The one issue which Labour is likely to avoid but we cannot really duck is the issue of the overall subsidy that Scotland gets from the rest of the UK. If the people of London received the same level of spending on public services as the people of Scotland we would have pounds 4.4bn a year more to spend on modernising our schools and health service and tackling the appalling concentration of poverty in the inner city. I make it quite clear that I am not for one minute calling for that subsidy to Scotland to be reduced by one penny. All I ask is that Londoners who are helping to pay for it should have the right to the same level of services as people north of the border.

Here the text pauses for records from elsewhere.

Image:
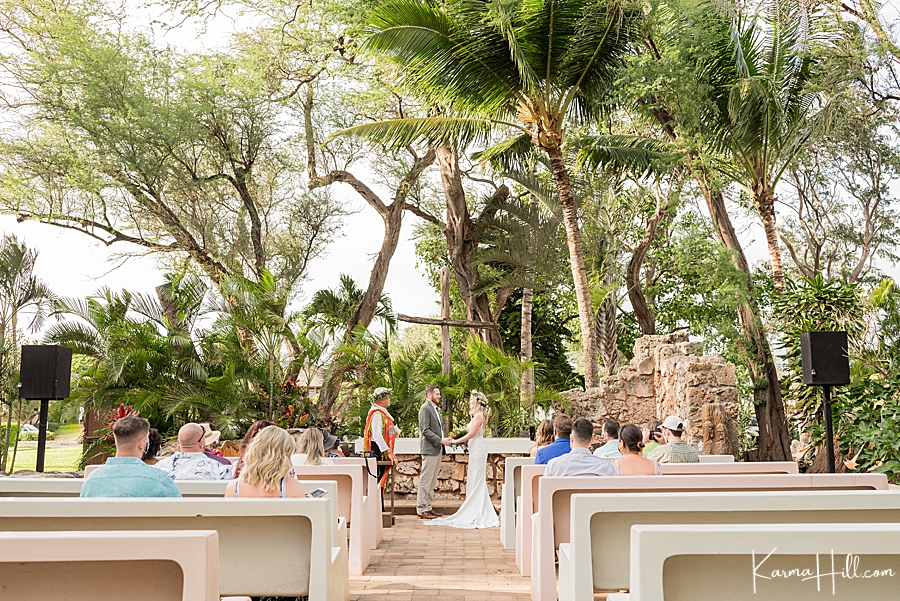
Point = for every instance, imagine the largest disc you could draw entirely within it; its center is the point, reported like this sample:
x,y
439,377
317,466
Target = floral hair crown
x,y
477,395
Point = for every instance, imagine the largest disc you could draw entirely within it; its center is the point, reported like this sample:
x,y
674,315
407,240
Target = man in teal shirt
x,y
126,475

It is this key issue of the better level of public spending in Scotland which points the way for Labour to become the natural majority party of England. All through the 1980s, as Labour was being slaughtered at the polls by Mrs Thatcher, the Tories were being driven into extinction in Scotland. Of course it could be that Labour's Scottish candidates were just more intelligent and attractive than us English dullards. A more plausible explanation might be that Scottish voters were more determined to defend the superior public services they enjoyed, whereas the often much lower levels of public spending in England allowed Mrs Thatcher to drive a wedge between disillusioned voters and public services that too often let them down due to underfunding.

It is true that the vast distances in Scotland make the provision of public services more expensive, but the appallingly high costs of land in London similarly drive up costs. If the whole of England was lifted up to Scottish levels of spending then Britain would start to see its proportion of GDP going to the public sector reaching the sort of levels that are taken for granted in France and Germany and would open the way to Britain becoming a modern European state.

Livingstone's election-winning strategy that also puts us at the heart of Europe? Something tells me the spin doctors won't wear it.